CVE-2025-69691: Netgate pfSense XMLRPC API Allows Admin Code Execution

Executive Summary

A critical vulnerability in Netgate pfSense CE 2.8.0 — tracked as CVE-2025-69691 with a CVSS score of 9.9 — allows authenticated administrators to execute arbitrary PHP code via the XMLRPC API's pfsense.exec_php method. The flaw, disclosed on the Full Disclosure mailing list in February 2026, has drawn a sharp dispute from Netgate, which argues that the API endpoint is intentionally available only to admin users and that such users are already permitted to run PHP code. The disagreement highlights a fundamental tension between the researcher's view of a security boundary violation and the vendor's design philosophy.

Technical Analysis

According to the disclosure published on the Full Disclosure mailing list (February 2026), the vulnerability resides in the XMLRPC API exposed by pfSense CE version 2.8.0. The pfsense.exec_php method accepts arbitrary PHP code as input and executes it on the server without additional sandboxing or privilege checks beyond the initial authentication requirement.

The XMLRPC API in pfSense is designed to allow remote management and automation. The exec_php method, as documented in the pfSense developer API, is intended for plugin and integration use cases. The researcher who reported CVE-2025-69691 argues that the method should not be accessible via the API in its current form, as it effectively grants an authenticated admin the ability to run arbitrary system commands through PHP functions like exec(), system(), or shell_exec().
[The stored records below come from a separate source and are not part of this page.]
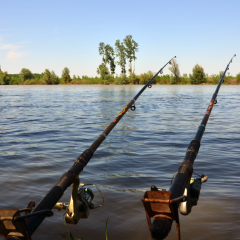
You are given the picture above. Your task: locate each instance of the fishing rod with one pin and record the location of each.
(14, 226)
(184, 192)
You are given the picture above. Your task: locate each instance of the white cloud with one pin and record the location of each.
(11, 55)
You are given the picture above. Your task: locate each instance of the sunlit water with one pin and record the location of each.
(43, 129)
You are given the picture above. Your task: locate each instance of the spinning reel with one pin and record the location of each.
(80, 202)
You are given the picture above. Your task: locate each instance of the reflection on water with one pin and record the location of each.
(43, 129)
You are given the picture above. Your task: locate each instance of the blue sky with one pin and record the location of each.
(57, 34)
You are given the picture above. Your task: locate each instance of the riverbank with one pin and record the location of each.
(122, 80)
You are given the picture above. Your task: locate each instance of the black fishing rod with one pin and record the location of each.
(163, 205)
(27, 224)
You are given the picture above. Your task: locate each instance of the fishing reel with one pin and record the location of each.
(80, 202)
(192, 191)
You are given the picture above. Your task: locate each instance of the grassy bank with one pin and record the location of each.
(37, 79)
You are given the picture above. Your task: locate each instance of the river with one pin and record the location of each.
(43, 129)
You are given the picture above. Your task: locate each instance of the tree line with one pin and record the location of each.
(198, 76)
(124, 51)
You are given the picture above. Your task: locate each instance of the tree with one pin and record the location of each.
(47, 76)
(66, 75)
(54, 78)
(25, 74)
(103, 71)
(4, 78)
(175, 71)
(198, 76)
(107, 53)
(131, 47)
(238, 77)
(120, 53)
(50, 77)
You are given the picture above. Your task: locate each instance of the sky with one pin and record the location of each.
(41, 35)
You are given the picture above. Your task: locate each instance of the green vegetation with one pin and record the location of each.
(174, 68)
(198, 76)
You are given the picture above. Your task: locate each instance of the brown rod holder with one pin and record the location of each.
(160, 204)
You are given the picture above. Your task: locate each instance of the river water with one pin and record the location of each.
(43, 129)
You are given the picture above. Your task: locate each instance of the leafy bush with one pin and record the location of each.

Netgate's position, as noted in the NVD entry, is that the API call is only available to users who already possess administrative privileges — and that those users are intentionally allowed to execute PHP code. The vendor disputes the classification of this behavior as a vulnerability, stating that the API is functioning as designed.

This dispute is not without precedent. Several network appliance vendors have historically drawn a line at exposing code execution capabilities to authenticated admins, arguing that full administrative access already implies the ability to modify system files and run commands. Security researchers, by contrast, often view any API endpoint that executes arbitrary code — even if authenticated — as a privilege escalation risk, particularly in multi-tenant or delegated admin scenarios.

It is important to note that the disclosure does not include proof-of-concept code, exploit chains, or evidence of in-the-wild exploitation. The CVSS score of 9.9 reflects the ease of exploitation (low attack complexity, no user interaction, network-based) combined with the high impact on confidentiality, integrity, and availability — but only after authentication.

Mitigations & Recommendations

For organizations running pfSense CE 2.8.0, the primary mitigation is to restrict access to the XMLRPC API to trusted IP addresses only. This can be achieved through firewall rules that limit the source IPs permitted to reach the XMLRPC endpoint (typically port 443 or a custom port).

Additionally, administrators should review whether the pfsense.exec_php method is required for their environment. If the XMLRPC API is not actively used for automation or integration, disabling the service entirely reduces the attack surface. Netgate has not released a patch or configuration change that removes or restricts the method as of this writing, so defenders must rely on network-level controls.

Organizations using pfSense in multi-admin environments — where not all users with API access should have full PHP execution rights — should treat this as a priority finding and implement strict access controls or consider upgrading to a version where the API behavior is more granular.